Per cui correttamente la Corte del merito ha rilevato che, avendo la M. rilasciato soltanto una procura revocabile e poi revocata, veniva in gioco l’obbligo del promissario acquirente di corrispondere l’intera somma in denaro anzichè in forme diverse, "obbligo che venne poi appunto cristallizzato nel contratto preliminare modificativo del 30 maggio 2001".

Il ricorrente chiede una valutazione ex fide bona del comportamento dei promittenti venditori, deducendo: che la procura a vendere (sia pure non irrevocabile) fu rilasciata in data 29 maggio 2000; che la revoca avvenne dieci mesi dopo; e che sarebbe imputabile alla "lassitudine" dei promittenti non avere realizzato la vendita dell’immobile entro un breve termine.

Ma – così formulato – il motivo, per un verso, finisce per risolversi nella prospettazione di una diversa valutazione del merito della causa e nella pretesa di contrastare apprezzamenti di fatti e di risultanze probatorie che sono inalienabile prerogativa del giudice del merito, il quale ha motivatamente escluso qualsiasi violazione dell’obbligo di buona fede da parte dei promittenti. Per l’altro la doglianza è relativa ad un fatto non decisivo per il giudizio, perchè in ogni caso non tiene conto della circostanza – adeguatamente valorizzata dalla Corte territoriale – che il contratto preliminare modificativo del 30 maggio 2001, redatto dopo la revoca della procura da parte della M. e la lamentata lassitudine dei promittenti, cristallizzò l’obbligo del debitore promissario di corrispondere l’intera somma di lire 530.000.000 in denaro, anzichè in forme, sia pure in parte, diverse.

6. – Con il quinto mezzo si denuncia violazione e falsa applicazione dell’art. 2697 cod. civ. nonchè carenza assoluta di motivazione (in relazione all’art. 360 c.p.c., nn. 3 e 5). Avrebbe errato la Corte d’appello a non ammettere le richieste istruttorie (per interrogatorio e per testi) capitolate dal P. sin dal primo grado di giudizio, perchè con le stesse si intendeva fornire la dimostrazione dell’adempimento del P. e dell’inadempimento essenziale al contratto da parte dei promittenti venditori con riferimento all’attribuzione ad essi della casa di proprietà della M., fatto questo essenziale ai fini della valutazione complessiva dei reciproci inadempimenti ai fini della decisione della causa.

6.1. – Il giudizio della Corte territoriale sulla superfluità delle prove orali dedotte dall’appellante, motivato tra l’altro sul rilievo del loro vertere su circostanze già smentite dalla documentazione versata in atti, resiste alle censure mosse dal ricorrente in questa sede.

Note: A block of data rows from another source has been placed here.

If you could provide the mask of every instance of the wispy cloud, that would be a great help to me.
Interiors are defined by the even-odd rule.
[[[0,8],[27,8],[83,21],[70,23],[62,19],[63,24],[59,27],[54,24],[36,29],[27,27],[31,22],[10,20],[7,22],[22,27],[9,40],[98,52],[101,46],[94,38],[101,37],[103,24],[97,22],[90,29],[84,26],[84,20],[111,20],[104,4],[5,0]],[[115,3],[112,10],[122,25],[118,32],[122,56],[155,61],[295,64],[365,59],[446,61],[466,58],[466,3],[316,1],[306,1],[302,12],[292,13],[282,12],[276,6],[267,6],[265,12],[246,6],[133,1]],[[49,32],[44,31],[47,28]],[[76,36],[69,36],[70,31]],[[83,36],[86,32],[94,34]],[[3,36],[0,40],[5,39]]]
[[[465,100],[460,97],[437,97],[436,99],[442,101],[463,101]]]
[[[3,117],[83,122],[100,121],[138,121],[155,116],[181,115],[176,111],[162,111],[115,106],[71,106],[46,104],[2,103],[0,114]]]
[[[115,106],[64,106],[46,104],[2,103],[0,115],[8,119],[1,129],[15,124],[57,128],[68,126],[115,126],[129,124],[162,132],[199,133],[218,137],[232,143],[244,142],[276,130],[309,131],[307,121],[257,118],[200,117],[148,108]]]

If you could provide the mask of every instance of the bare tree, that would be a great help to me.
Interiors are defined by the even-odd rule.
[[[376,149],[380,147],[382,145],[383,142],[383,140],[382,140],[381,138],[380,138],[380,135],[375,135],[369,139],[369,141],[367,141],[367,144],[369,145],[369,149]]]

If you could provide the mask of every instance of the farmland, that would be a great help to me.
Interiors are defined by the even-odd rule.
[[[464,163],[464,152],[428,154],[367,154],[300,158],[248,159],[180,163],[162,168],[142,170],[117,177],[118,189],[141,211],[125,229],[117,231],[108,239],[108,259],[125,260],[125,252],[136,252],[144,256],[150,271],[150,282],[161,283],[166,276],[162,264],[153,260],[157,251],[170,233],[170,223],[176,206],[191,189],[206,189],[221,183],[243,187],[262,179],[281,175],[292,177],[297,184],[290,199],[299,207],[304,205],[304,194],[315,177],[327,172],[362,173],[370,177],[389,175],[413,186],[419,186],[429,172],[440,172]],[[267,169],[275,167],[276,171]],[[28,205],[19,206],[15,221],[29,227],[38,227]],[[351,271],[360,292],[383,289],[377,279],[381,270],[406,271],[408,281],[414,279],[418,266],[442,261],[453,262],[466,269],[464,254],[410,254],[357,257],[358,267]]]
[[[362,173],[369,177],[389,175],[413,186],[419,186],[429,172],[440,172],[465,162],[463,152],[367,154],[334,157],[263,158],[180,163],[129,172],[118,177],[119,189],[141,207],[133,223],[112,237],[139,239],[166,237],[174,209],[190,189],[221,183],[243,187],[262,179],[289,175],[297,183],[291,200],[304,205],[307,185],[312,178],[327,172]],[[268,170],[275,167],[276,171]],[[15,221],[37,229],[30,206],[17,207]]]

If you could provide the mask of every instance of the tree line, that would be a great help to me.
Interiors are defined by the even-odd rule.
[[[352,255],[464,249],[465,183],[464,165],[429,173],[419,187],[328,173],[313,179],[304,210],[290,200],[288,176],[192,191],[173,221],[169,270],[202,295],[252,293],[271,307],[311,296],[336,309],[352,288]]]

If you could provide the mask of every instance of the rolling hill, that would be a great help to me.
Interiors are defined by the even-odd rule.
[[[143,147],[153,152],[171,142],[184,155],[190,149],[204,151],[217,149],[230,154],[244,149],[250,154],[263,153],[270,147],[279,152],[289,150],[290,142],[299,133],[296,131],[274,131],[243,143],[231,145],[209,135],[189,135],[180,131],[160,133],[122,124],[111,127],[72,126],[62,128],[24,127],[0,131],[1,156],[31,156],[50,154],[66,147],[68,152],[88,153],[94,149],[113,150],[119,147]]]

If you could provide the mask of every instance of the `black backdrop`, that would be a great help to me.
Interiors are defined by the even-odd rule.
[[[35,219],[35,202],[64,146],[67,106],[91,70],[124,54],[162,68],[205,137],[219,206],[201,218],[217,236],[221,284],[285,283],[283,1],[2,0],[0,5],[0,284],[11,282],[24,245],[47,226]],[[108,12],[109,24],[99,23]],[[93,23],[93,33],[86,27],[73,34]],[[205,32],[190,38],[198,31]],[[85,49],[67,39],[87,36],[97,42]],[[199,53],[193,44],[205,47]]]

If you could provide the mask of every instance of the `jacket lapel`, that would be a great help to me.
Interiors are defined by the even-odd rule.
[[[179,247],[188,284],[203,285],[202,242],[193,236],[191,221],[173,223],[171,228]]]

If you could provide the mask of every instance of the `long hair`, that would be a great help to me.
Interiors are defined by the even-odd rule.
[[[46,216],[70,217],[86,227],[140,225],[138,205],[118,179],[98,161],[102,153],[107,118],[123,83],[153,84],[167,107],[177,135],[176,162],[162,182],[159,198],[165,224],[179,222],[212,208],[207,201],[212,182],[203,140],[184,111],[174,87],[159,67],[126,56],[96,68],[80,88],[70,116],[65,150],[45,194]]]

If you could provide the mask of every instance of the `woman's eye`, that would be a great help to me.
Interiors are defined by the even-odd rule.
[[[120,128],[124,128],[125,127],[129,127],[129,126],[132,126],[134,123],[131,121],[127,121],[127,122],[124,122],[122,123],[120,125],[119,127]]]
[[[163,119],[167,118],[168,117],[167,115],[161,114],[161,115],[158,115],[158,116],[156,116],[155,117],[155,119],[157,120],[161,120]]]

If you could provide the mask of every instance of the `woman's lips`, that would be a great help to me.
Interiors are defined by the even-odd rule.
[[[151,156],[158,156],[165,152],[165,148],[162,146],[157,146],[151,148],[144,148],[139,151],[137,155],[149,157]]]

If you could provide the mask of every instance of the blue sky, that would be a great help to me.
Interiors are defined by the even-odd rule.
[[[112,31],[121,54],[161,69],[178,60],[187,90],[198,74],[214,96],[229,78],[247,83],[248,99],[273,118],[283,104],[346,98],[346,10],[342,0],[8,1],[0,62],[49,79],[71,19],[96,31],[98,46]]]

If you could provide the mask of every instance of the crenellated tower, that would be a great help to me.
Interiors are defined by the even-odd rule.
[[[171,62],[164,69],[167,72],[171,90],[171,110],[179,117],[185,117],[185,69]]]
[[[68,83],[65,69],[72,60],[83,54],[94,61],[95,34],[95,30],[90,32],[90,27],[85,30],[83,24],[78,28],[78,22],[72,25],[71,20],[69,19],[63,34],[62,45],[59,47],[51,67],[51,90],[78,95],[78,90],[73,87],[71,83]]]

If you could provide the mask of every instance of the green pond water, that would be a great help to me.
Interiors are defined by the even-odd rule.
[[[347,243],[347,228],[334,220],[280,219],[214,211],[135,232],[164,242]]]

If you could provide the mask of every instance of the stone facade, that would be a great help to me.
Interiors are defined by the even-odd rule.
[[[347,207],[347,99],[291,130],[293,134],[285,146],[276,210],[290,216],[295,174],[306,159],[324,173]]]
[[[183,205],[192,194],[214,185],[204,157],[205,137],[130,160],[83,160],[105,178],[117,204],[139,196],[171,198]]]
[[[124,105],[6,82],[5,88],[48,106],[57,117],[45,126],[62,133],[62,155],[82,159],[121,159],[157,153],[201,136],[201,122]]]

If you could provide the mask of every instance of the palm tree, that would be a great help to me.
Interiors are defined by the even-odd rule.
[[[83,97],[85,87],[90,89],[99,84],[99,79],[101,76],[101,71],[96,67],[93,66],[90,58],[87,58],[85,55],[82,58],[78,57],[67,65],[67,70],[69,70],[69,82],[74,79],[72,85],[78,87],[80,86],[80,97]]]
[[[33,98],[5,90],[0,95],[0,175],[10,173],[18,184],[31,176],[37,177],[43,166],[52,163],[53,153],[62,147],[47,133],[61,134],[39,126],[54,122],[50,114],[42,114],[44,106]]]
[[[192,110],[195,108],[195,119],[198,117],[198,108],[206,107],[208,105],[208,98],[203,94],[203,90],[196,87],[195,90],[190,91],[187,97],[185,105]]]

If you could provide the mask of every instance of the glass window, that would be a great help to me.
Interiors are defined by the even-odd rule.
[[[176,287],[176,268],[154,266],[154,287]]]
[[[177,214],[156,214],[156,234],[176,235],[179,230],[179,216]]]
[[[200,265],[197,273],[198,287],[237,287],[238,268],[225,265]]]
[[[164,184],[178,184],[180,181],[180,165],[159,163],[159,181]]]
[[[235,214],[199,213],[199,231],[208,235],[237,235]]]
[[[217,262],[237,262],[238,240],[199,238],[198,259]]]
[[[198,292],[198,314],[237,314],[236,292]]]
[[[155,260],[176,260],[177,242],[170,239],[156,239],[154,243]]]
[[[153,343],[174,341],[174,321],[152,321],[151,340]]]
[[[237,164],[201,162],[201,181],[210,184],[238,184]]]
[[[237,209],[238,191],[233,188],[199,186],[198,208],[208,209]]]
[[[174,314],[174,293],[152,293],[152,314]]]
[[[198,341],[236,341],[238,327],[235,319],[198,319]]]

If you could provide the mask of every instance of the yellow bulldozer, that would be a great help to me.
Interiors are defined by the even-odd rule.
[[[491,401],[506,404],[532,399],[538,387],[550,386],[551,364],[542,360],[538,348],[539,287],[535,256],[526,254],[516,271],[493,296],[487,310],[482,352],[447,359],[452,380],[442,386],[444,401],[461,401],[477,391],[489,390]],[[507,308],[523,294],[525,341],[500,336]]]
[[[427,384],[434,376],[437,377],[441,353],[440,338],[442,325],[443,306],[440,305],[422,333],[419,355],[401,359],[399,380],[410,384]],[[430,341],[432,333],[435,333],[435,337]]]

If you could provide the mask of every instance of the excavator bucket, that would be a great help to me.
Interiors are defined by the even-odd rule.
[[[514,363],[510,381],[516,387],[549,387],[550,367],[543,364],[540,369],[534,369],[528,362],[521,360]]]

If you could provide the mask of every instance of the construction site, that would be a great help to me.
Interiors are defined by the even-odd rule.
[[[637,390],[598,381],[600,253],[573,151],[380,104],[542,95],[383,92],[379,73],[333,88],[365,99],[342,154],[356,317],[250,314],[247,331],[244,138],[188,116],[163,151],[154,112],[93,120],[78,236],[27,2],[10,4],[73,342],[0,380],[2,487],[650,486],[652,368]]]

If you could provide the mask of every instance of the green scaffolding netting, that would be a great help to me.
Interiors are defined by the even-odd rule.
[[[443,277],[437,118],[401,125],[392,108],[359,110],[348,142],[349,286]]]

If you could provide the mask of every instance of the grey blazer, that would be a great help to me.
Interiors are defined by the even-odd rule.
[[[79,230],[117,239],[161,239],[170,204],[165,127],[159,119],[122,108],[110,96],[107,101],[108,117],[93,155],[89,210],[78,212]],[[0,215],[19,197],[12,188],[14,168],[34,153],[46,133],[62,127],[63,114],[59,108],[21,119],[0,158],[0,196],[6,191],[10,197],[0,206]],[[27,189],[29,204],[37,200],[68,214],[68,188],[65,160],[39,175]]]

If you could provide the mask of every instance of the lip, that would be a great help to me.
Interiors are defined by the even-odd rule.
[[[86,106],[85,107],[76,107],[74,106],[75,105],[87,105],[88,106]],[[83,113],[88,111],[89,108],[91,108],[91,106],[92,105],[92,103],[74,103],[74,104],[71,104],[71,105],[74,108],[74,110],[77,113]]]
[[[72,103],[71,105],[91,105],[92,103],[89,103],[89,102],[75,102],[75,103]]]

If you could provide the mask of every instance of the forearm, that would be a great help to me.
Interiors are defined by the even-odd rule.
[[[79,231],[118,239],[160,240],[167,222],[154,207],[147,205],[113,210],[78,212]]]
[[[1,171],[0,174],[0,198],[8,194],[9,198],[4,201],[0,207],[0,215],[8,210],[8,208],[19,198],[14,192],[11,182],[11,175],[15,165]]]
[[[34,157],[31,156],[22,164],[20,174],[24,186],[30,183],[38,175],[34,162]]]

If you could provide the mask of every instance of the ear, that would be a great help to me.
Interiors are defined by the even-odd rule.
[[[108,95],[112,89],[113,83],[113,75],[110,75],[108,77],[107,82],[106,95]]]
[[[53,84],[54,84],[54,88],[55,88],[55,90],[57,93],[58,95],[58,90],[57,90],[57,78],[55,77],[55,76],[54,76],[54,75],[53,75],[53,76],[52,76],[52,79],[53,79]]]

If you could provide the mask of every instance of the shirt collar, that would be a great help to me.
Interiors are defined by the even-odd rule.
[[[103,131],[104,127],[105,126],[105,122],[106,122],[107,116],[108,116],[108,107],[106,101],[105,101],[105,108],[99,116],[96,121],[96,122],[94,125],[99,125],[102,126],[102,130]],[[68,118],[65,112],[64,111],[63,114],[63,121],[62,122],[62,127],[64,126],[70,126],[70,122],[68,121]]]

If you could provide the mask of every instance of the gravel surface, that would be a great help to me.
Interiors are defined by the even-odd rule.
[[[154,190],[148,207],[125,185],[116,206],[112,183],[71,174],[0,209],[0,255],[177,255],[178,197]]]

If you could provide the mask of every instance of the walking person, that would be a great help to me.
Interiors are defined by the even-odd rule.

Quel giudizio, infatti, involge una valutazione di fatto, che potrebbe essere denunciato soltanto se basato su erronei principi giuridici, ovvero su incongruenze di ordine logico, gli uni e le altre non sussistenti, giacchè il giudice del merito, valorizzando il contratto preliminare modificativo del 30 maggio 2001 che ha reso attuale l’obbligo del promissario di versare l’intera somma di lire 530.000.000 in denaro, ha con ciò evidenziato l’irrilevanza del preteso ritardo dei promittenti nel realizzare, utilizzando la procura revocabile, la somma di lire 130.000.000, tanto più che per detto realizzo "non era stato … pattuito alcun termine, tanto meno perentorio". 7. – Il ricorso è rigettato.

Nessuna statuizione sulle spese deve essere adottata, non avendo le controparti svolto attività difensiva in questa sede ed essendo il controricorso della Fondazione, peraltro adesivo, inammissibile.

P.Q.M.

La Corte rigetta il ricorso.

Testo non ufficiale. La sola stampa del bollettino ufficiale ha carattere legale.